The lights are so funny in places like these,
that sometimes it seems when I look down
I see pine needles covering the tile bought
in bulk, but this turns out to be only the sad
attempt at a marble effect. And so the other
version of the image is us staring at thirty
televisions, some small, some larger, but all
playing the same thing, a sappy holiday
movie where a boy gets a puppy in a red bow
and the whole family gathers round and drools while
carolers sing Hark, the Herald in the background.
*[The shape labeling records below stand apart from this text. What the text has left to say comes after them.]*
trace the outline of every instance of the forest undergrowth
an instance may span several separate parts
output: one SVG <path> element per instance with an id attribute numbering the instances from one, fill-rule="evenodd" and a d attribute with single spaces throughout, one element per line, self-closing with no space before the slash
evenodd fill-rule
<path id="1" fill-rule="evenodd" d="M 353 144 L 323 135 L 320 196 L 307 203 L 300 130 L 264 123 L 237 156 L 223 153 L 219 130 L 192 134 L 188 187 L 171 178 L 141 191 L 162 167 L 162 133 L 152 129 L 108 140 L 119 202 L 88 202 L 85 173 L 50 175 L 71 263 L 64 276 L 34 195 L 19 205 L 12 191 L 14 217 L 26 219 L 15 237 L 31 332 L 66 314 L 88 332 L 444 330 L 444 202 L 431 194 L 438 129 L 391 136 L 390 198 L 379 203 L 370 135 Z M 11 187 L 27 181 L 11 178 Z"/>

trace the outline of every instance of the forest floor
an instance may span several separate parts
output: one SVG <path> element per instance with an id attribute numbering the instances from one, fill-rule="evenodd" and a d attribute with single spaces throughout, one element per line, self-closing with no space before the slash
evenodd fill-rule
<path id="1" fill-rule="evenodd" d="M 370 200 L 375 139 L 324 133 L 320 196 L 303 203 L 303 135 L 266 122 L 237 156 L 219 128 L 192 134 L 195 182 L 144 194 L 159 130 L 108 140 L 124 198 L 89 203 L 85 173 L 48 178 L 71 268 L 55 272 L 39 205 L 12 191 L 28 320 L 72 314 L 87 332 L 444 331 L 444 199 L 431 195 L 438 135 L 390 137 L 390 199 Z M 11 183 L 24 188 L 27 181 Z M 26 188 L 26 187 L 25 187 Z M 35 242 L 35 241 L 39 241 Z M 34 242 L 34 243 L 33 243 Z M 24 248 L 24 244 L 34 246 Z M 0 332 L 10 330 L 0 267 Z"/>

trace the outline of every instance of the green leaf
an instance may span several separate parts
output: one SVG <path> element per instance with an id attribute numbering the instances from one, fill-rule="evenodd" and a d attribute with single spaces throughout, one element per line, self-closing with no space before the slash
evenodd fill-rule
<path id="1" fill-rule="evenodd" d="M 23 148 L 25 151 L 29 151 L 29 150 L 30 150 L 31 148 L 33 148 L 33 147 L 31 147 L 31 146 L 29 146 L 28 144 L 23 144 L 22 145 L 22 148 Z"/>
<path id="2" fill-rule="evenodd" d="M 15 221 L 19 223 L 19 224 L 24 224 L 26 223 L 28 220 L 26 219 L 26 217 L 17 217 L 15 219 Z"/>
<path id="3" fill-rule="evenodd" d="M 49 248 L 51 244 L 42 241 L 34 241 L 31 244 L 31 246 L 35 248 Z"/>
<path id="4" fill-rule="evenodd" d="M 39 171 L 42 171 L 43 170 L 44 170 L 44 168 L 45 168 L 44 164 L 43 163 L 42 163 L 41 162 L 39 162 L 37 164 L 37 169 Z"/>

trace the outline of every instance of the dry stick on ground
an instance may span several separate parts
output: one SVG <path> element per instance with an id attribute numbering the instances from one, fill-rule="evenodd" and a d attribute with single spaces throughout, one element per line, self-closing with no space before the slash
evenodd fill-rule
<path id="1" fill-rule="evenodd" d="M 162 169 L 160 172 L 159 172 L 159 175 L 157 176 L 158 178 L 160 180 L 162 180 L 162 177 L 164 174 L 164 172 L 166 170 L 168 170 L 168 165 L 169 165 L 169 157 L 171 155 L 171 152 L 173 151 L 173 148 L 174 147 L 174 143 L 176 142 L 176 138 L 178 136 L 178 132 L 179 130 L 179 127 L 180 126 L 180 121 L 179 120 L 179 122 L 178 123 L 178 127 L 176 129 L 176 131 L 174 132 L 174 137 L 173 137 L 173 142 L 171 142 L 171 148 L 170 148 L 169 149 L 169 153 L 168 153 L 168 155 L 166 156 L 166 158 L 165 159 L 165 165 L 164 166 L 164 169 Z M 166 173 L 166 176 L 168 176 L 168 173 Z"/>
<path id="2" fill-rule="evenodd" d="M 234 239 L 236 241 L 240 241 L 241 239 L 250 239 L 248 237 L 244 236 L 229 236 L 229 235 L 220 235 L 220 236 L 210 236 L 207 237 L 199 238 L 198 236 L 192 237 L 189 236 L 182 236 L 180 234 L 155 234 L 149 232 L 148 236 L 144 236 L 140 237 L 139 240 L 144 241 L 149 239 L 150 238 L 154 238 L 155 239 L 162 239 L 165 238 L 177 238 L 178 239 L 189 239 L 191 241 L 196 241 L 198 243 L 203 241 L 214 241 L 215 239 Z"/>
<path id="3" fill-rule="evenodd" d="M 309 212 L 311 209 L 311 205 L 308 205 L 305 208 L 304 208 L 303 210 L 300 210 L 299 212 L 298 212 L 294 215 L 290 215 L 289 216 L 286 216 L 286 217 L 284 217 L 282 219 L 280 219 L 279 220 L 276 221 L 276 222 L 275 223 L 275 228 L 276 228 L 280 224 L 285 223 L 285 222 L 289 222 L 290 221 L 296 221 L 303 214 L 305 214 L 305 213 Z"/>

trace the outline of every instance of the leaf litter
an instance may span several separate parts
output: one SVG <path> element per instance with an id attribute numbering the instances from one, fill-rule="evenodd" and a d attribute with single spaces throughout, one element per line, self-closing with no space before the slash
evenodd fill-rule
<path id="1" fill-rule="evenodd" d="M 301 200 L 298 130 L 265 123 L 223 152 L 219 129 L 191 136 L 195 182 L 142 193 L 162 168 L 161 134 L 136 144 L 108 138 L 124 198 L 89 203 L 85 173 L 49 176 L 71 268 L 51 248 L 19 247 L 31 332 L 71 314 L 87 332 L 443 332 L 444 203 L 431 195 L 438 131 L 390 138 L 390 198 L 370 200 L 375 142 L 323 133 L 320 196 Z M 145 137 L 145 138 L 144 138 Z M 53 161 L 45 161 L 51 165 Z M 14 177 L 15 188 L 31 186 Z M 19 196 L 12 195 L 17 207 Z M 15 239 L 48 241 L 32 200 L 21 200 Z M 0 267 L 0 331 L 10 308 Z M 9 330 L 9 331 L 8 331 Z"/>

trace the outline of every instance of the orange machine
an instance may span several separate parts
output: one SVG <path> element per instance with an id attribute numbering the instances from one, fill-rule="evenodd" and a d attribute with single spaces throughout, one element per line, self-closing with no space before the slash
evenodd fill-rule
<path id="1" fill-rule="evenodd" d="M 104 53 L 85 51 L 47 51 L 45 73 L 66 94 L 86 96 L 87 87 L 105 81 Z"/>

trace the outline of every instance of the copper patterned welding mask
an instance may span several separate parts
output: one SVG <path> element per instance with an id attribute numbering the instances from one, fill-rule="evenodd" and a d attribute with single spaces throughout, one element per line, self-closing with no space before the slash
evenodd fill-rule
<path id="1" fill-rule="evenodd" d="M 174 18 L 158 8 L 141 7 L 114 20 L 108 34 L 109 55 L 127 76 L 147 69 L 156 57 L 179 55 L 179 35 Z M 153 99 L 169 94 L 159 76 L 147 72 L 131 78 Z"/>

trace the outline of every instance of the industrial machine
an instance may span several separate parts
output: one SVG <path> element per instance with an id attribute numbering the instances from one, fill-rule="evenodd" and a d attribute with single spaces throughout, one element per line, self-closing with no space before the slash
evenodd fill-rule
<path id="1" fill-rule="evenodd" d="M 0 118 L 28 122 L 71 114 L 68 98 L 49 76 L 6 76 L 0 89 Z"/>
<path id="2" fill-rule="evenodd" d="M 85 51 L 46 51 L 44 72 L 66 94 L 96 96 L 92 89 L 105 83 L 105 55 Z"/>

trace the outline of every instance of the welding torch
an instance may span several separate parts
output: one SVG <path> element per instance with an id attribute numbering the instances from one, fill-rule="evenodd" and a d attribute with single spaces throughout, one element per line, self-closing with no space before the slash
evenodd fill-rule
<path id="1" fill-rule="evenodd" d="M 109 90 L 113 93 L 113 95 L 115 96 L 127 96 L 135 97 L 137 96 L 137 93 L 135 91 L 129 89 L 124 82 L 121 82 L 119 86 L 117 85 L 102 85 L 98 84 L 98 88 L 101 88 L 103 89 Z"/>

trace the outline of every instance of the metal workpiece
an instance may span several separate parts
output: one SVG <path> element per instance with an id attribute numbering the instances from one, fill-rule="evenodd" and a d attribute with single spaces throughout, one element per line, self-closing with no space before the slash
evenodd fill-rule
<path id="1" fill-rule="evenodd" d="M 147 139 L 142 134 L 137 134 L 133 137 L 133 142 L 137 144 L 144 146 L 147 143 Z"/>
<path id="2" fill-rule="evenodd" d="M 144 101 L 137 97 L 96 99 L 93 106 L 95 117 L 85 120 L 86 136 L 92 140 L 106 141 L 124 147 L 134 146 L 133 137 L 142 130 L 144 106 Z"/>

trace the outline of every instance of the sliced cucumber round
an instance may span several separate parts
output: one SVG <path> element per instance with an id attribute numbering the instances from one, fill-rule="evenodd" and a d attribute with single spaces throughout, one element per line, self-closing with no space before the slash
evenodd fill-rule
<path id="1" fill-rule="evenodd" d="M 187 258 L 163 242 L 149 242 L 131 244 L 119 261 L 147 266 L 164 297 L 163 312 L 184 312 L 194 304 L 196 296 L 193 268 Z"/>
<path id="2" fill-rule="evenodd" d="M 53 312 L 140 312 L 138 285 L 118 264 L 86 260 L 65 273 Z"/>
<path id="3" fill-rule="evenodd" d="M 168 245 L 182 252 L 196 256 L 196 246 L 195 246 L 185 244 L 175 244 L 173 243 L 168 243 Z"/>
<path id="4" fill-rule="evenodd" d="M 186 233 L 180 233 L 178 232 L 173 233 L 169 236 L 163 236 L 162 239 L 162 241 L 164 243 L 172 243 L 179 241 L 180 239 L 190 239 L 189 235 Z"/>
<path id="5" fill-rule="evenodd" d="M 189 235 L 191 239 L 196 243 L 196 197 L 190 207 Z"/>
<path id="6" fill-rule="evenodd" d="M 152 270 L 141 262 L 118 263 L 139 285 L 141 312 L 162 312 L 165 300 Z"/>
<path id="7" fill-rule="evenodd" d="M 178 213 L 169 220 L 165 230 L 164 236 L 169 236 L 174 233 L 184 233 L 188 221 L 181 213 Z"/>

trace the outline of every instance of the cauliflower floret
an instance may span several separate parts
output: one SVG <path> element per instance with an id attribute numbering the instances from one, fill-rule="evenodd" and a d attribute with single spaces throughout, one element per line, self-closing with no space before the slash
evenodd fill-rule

In thirty minutes the young girl with
a squeaky voice will announce over the intercom
that all bets are off, and televisions are
being sold near the back of the store
at fifty-percent off. We envision a year
of seeing the world in a bigger way, of Robert
De Niro’s head large enough on the screen
it will remind me of my grandfather when
he screamed at me for leaving the toilet seat
up. Some fellow dressed as Santa walks by
and two kids in the toy section are picking
him off with plastic versions of oozies.
Bing Crosby is in the background, a voice
soft enough I splurge on the fuzzy slippers,
and all this madness seems to trail to the ceiling,
bounce of the black bubbles that hide
the video cameras, and settle in front
of the speakers that crackle, buzz, and remind
me of a record played over and over
when I was young, while on a screen in the background
a snowman was packing up and leaving town again.
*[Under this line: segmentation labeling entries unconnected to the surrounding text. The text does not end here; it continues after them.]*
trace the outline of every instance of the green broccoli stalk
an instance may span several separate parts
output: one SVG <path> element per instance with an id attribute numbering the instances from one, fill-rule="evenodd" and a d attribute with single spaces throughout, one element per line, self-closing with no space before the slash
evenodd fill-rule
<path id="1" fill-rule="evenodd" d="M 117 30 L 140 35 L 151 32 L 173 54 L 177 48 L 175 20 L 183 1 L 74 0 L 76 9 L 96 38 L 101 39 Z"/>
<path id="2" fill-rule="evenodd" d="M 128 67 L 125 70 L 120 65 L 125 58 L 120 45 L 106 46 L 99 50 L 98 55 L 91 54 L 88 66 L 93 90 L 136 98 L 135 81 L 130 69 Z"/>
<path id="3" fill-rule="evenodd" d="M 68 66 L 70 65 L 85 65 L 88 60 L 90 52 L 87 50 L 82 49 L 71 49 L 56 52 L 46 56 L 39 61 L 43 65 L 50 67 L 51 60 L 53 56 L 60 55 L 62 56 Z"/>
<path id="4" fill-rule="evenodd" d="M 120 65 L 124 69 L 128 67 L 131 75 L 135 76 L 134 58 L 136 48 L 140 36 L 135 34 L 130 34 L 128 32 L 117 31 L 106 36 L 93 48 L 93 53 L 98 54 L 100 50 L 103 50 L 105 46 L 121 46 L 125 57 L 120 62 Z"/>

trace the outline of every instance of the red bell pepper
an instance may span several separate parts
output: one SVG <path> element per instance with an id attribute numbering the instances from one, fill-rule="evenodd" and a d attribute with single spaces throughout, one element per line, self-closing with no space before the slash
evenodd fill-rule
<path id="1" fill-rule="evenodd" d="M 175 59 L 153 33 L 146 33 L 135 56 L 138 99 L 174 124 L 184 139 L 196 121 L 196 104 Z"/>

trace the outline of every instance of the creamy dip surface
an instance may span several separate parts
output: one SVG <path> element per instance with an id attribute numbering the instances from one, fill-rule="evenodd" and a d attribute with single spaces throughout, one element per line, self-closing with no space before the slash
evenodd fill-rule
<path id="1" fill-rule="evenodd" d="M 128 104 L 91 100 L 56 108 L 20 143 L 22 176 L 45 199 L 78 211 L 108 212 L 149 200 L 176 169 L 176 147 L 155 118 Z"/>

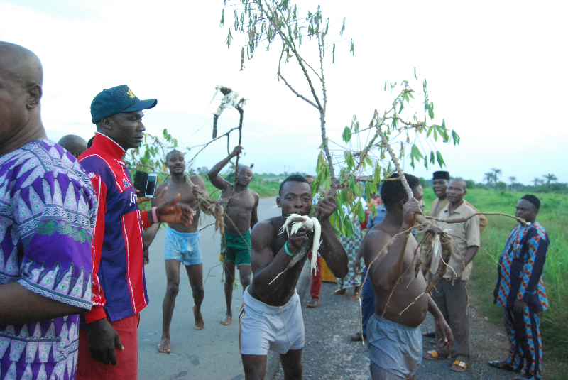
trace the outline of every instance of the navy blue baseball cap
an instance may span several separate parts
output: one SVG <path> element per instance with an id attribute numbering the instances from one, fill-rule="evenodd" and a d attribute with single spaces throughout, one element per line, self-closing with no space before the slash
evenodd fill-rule
<path id="1" fill-rule="evenodd" d="M 94 124 L 119 112 L 133 112 L 153 108 L 155 99 L 140 100 L 126 85 L 103 89 L 91 102 L 91 121 Z"/>

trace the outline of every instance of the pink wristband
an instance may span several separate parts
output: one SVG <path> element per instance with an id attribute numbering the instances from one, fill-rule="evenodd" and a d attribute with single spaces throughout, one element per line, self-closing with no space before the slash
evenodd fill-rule
<path id="1" fill-rule="evenodd" d="M 158 223 L 158 222 L 160 222 L 159 220 L 158 220 L 158 216 L 155 215 L 156 208 L 157 207 L 152 207 L 152 219 L 154 219 L 154 223 Z"/>

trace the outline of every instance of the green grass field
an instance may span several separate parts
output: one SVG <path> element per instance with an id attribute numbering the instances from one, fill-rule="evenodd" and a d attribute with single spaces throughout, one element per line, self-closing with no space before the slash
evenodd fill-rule
<path id="1" fill-rule="evenodd" d="M 523 192 L 470 189 L 465 197 L 478 210 L 515 215 L 515 207 Z M 541 337 L 548 363 L 547 379 L 566 379 L 568 372 L 568 195 L 537 194 L 540 210 L 537 221 L 547 230 L 550 246 L 544 271 L 545 287 L 550 304 L 540 314 Z M 427 206 L 435 199 L 431 188 L 425 189 Z M 487 228 L 481 234 L 481 249 L 474 261 L 470 289 L 472 302 L 493 322 L 503 323 L 503 308 L 493 305 L 493 290 L 497 280 L 497 260 L 503 251 L 514 219 L 488 216 Z M 551 373 L 552 370 L 552 373 Z"/>
<path id="2" fill-rule="evenodd" d="M 202 174 L 203 180 L 205 181 L 205 187 L 207 192 L 211 195 L 213 199 L 219 197 L 219 190 L 217 190 L 211 182 L 209 180 L 206 174 Z M 228 175 L 222 175 L 222 176 L 226 179 Z M 248 185 L 248 188 L 253 191 L 258 193 L 258 195 L 262 198 L 265 197 L 276 197 L 278 195 L 278 188 L 280 188 L 280 179 L 285 178 L 285 176 L 278 175 L 268 175 L 264 174 L 255 174 L 253 177 L 252 182 Z M 229 182 L 233 183 L 233 178 L 227 179 Z"/>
  Vanna White glitters through the static,
walking across rows of blank letters
while Freddy bends the rabbit ears
until we’re able to make out the category.
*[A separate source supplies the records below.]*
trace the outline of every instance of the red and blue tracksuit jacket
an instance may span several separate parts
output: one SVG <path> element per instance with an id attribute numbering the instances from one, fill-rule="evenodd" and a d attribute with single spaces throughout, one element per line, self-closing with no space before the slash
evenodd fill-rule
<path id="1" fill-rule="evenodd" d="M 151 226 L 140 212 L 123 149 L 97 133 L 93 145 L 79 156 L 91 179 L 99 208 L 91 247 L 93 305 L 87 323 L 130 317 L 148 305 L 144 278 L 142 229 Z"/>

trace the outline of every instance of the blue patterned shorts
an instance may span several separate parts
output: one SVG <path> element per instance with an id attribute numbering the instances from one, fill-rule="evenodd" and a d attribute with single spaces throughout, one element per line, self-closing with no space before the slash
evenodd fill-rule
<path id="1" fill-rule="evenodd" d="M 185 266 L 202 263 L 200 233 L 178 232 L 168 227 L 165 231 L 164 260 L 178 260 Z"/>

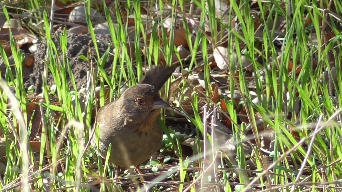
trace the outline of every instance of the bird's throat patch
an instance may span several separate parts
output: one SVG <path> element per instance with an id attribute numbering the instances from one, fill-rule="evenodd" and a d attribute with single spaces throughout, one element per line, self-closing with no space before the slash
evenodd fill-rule
<path id="1" fill-rule="evenodd" d="M 150 118 L 148 118 L 146 121 L 142 123 L 138 128 L 134 131 L 134 132 L 137 133 L 139 135 L 142 134 L 146 135 L 148 134 L 153 129 L 154 126 L 155 126 L 156 121 L 160 114 L 160 110 L 156 110 L 152 112 Z"/>

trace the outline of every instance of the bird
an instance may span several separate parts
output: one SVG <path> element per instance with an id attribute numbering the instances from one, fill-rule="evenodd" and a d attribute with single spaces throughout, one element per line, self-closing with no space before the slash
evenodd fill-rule
<path id="1" fill-rule="evenodd" d="M 108 161 L 129 168 L 143 163 L 160 149 L 163 132 L 158 118 L 161 109 L 170 106 L 158 92 L 178 66 L 150 69 L 117 100 L 99 110 L 92 130 L 98 125 L 98 145 L 95 135 L 91 143 L 100 156 L 105 159 L 111 145 Z"/>

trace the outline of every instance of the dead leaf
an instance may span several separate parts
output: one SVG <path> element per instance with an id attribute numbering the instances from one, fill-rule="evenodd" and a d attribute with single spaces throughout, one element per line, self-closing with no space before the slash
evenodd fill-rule
<path id="1" fill-rule="evenodd" d="M 40 151 L 40 146 L 41 144 L 41 143 L 40 141 L 30 141 L 31 149 L 34 152 L 39 152 Z"/>

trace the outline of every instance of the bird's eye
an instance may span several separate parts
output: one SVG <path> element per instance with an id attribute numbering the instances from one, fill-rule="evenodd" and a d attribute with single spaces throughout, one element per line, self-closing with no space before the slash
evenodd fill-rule
<path id="1" fill-rule="evenodd" d="M 142 99 L 138 99 L 136 100 L 136 102 L 139 105 L 143 105 L 145 102 L 144 101 L 144 100 Z"/>

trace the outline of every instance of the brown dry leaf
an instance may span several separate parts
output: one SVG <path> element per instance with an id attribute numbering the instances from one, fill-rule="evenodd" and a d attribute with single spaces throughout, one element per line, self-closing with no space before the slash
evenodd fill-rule
<path id="1" fill-rule="evenodd" d="M 259 19 L 259 16 L 258 15 L 258 13 L 256 12 L 251 11 L 249 13 L 253 16 L 254 17 L 254 30 L 255 31 L 259 27 L 260 25 L 260 20 Z"/>
<path id="2" fill-rule="evenodd" d="M 79 35 L 88 34 L 89 32 L 89 29 L 86 26 L 80 25 L 71 27 L 68 30 L 69 33 L 76 33 Z"/>
<path id="3" fill-rule="evenodd" d="M 0 37 L 0 38 L 1 38 L 1 37 Z M 1 45 L 3 47 L 3 49 L 5 50 L 5 52 L 8 53 L 10 54 L 12 54 L 12 50 L 11 49 L 11 44 L 9 41 L 0 39 L 0 43 L 1 43 Z M 16 44 L 15 44 L 15 48 L 16 49 L 18 48 L 17 45 Z"/>
<path id="4" fill-rule="evenodd" d="M 106 21 L 104 17 L 97 10 L 94 9 L 90 8 L 90 19 L 93 25 L 102 23 Z M 70 22 L 74 23 L 86 24 L 87 21 L 84 6 L 80 5 L 75 6 L 70 12 L 68 19 Z"/>
<path id="5" fill-rule="evenodd" d="M 255 116 L 259 118 L 262 118 L 262 116 L 259 113 L 259 112 L 255 109 L 253 109 L 253 110 L 254 111 L 254 115 Z M 248 124 L 250 122 L 249 120 L 248 120 L 248 118 L 247 116 L 247 112 L 246 111 L 246 109 L 243 109 L 241 111 L 239 112 L 239 114 L 240 115 L 244 115 L 244 116 L 240 116 L 239 118 L 240 118 L 240 120 L 242 122 L 244 122 Z M 263 132 L 264 131 L 264 125 L 262 123 L 262 121 L 260 120 L 258 120 L 256 119 L 255 120 L 256 124 L 256 128 L 258 130 L 258 132 Z"/>
<path id="6" fill-rule="evenodd" d="M 210 94 L 210 99 L 213 102 L 216 102 L 216 100 L 219 98 L 219 88 L 217 84 L 213 83 L 211 84 L 212 93 Z"/>
<path id="7" fill-rule="evenodd" d="M 36 99 L 32 101 L 32 102 L 38 101 L 38 99 Z M 32 139 L 37 135 L 39 130 L 41 129 L 42 115 L 40 113 L 40 110 L 39 105 L 34 103 L 31 103 L 26 105 L 26 115 L 27 118 L 27 127 L 29 126 L 29 122 L 31 119 L 32 119 L 32 126 L 31 130 L 31 134 L 30 134 L 30 139 Z M 31 118 L 32 115 L 34 115 L 33 118 Z M 18 128 L 18 127 L 17 127 Z"/>
<path id="8" fill-rule="evenodd" d="M 40 141 L 30 141 L 30 145 L 31 148 L 34 152 L 39 152 L 40 151 L 40 146 L 41 143 Z"/>
<path id="9" fill-rule="evenodd" d="M 180 27 L 174 31 L 174 45 L 176 46 L 182 45 L 187 47 L 188 42 L 186 40 L 185 30 L 183 27 Z"/>
<path id="10" fill-rule="evenodd" d="M 26 29 L 24 28 L 16 29 L 11 28 L 11 30 L 13 39 L 21 47 L 26 43 L 35 43 L 38 40 L 37 37 L 32 35 Z M 10 41 L 10 29 L 8 28 L 2 28 L 0 31 L 0 39 L 5 41 Z"/>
Before and After, says Pat Sajak, first cousin
to the marketing gnome, twice-removed
from Donald Trump. Freddy fires up
a joint, then a cig, and we watch the wheel

spinning past the things we know too well,
lose a turn, bankrupt, the mystery card.
As if fortune comes from the turning
of a great wheel in the sky, the American Dream

rolling on weighted ball bearings, a can of WD-40
the size of Wisconsin. It’s Freddy’s favorite category.
Cotton Gin and Juice, he says. Silicone Valley of the Dolls.
We laugh. But at least they’ve got the order right,

first and last, the science of cause and effect.
Louise before she got cancer in her breast,
Jimmy before he first smoked meth.
Vanna before she had kids, Pat before

he went through puberty, me before I knew
how to catch a saying on four consonants
and two vowels, before I’d been with a girl
and knew what softer meant. It’s the after

that happens now—the head going bald,
the teeth rotting. The after that pulls
your cheeks down and puts hair on
your back. The after in the aftermath,

the after in the afternoon that we wait for
on swing sets and in the quiet parts of our house.
It’s the after that kills you on sunny day in February,
and, as Pat says, completes the phrase.




  This morning my mother told me she dreamed
she gave birth to a casino. A big one? I asked.
She said no, but it had revolving doors and lots
of bells—standard size. Did you gamble? I asked.
She said no, but if it weren’t her baby she might have
put in a quarter or two on the slot machine giving away
a shiny red car. Ah, to be pregnant with all that.
The only thing I ever birthed in a dream
was a riding lawnmower with a four-foot cutting deck.
It felt something like the opposite of swallowing
a tortilla chip sideways, odd and rough and a little scary,
too. But to keep the grass down I’d say it’s worth it.
You’re lucky, my mother said, that was an easy delivery.
And I said maybe, but that luck was a lady, I saw her.
When she lifted her sequin dress she had long white legs,
and oh how they stretched across the floor’s green carpet,
oh how they glimmered when the buzzers rang.